If you’re not already familiar with the story, I’d recommend you read it before you continue with what I wrote.
Here’s what grabs me: Balaam is an outsider, yet he really is a prophet of the Lord. Not a false prophet. Not a diviner, using spiritually shady tactics. A prophet of the Lord.
God’s chosen people are the Israelites. He has given no promises or covenants or guarantees to the people who have not descended from Abraham, other than a vow not to flood the earth again. He doesn’t have any obligation to speak with somebody like Balaam, yet he does anyways.
Several times in this narrative, the scriptures clearly say that God comes to Balaam and talks to him. (22:9-12, 22:20, 22:32-35, 23:4, 23:16, 24:2)
And what’s more, Balaam is obedient to God. Until God gives him permission to go with the messengers, he won’t do it. He repeatedly says that he will only say the things that God puts in his mouth, and backs it up by doing exactly that.
Now, in the end, Balaam ends up working to bring destruction upon Israel. He tells the king of Moab to entice Israel to sin through idolatry and sexual immorality. It leads to a plague in Israel and the death of Balaam himself as repayment.

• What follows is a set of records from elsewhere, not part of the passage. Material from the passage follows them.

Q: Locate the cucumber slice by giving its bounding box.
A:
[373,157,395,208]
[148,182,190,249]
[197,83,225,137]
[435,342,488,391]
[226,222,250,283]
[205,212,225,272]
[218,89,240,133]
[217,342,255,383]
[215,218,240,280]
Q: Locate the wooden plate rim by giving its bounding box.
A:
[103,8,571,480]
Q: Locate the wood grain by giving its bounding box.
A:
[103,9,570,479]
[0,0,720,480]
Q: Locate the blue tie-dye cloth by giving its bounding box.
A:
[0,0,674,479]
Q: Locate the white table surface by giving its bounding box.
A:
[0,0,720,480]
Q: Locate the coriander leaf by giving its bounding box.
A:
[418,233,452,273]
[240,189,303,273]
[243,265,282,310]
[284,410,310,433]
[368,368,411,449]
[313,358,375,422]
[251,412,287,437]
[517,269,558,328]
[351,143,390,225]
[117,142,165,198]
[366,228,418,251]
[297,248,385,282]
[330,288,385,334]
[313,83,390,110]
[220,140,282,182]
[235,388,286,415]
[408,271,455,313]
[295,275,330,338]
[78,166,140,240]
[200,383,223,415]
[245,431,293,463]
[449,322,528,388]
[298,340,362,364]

But in this story, we see that God is working outside of his chosen people. A guy with no connections to Israel at all is using his God given gifts to make a living, blessing and cursing people – and he’s successful, according to the king of Moab (v. 6)
I wonder – where and how is the Holy Spirit moving in the world today outside of Christianity? Are there people who speak God’s truth without perhaps being fully aware of it?
Do some musicians and artists and poets and movie-makers create artistic expressions with the inspiration of the Holy Spirit despite only a desire to make a living?
Does God spread his truth and his life into places that we would least expect?
As Balaam himself comes to ruin through his self serving ways, perhaps God’s blessing does not guarantee that someone will lead a life that directly contributes to his kingdom, regardless of their gifts or calling.
The more we try to put boundaries around God, the more he seems to ignore them. The more we try to simplify him to a reliable formula, the more variables we find in him.
I wonder if we can find the places that God is moving in our schools, neighborhoods or workplaces and become a part of his work, rather than viewing ourselves as the only possible conduit for God’s ministry. Joining with a charity or outreach that isn’t “Christian”. Getting involved with an artistic collaborative (a band, or a play troupe, etc). Joining a discussion group centered on literature. These are just some possible ways we can place ourselves in areas that God may already be speaking – shockingly – without any outside help.
Perhaps that is what Jesus is talking about when he speaks of fields ripe for harvest. That God causes growth to occur, and we are simply called to point that out.